Jersey Gardens is a shopping center in Elizabeth, New Jersey, which SPG acquired in 2015, and which also contains outlet stores that draw consumers from the New York City area. NYAG concluded that the radius restrictions in leases at Jersey Gardens also have the potential limit retailers’ ability to open additional outlet stores in the New York City area.

SPG neither admitted nor denied the NYAG findings and conclusions in entering the Settlement.

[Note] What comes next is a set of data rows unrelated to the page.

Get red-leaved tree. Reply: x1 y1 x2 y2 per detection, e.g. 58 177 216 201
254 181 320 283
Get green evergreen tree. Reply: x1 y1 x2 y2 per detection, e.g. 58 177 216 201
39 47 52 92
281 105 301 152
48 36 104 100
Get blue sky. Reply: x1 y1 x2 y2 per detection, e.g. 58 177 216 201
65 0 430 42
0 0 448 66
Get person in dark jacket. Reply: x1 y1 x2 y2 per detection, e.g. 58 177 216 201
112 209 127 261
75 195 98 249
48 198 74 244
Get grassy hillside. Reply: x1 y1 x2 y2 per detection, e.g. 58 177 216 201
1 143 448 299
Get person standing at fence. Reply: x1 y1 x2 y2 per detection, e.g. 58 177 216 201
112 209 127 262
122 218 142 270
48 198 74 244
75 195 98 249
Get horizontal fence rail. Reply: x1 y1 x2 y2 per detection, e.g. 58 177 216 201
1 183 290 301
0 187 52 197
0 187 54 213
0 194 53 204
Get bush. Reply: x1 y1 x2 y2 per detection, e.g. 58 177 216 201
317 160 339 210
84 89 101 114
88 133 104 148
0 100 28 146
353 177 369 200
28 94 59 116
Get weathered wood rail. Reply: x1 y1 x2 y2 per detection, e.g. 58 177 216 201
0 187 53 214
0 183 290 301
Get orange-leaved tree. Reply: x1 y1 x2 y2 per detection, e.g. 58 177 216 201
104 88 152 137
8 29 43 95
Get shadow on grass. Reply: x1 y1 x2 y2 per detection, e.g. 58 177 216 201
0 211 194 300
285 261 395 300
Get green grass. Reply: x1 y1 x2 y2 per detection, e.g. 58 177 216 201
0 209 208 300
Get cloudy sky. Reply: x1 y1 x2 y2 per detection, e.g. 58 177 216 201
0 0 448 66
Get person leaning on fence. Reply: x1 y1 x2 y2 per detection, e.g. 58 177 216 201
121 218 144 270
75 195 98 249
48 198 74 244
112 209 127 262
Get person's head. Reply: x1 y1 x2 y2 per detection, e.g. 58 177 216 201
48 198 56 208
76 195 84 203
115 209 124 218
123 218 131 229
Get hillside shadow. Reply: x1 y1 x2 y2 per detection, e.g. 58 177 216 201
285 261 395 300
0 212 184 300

Under the terms of the Settlement, SPG is required, in part, to waive and ultimately amend the 60 mile restriction in its leases at Woodbury Commons and Jersey Gardens to exclude the Relevant Area. The Relevant Area is defined in the Settlement as (1) more than 39 miles from Woodbury within the State of New York, and (2) Bronx County, with the following exceptions which are areas that may be included in the radius restriction: Community Districts 8 and 12 in the Bronx and all of Manhattan. By excluding the Relevant Area from the radius restriction, retailers would be permitted to open additional outlet stores in most of the Bronx, all of Brooklyn, Queens, and Staten Island, and all of Long Island.

The Settlement highlights the highly fact specific nature of antitrust review. While freeing the Relevant Area from the Woodbury Commons and Jersey Gardens radius restriction was likely an important goal of the Settlement, it should not be overlooked that NYAG permitted Simon to retain a substantial radius restriction covering a large geographic area, including all of Manhattan, Orange, Rockland, and Westchester counties, with more than 3 million residents.

While this Settlement is limited to radius restrictions affecting parts of New York (i.e., the Relevant Area), it would be prudent for landlords everywhere to be able to justify a legitimate business purpose in crafting any radius restriction contained in its leases.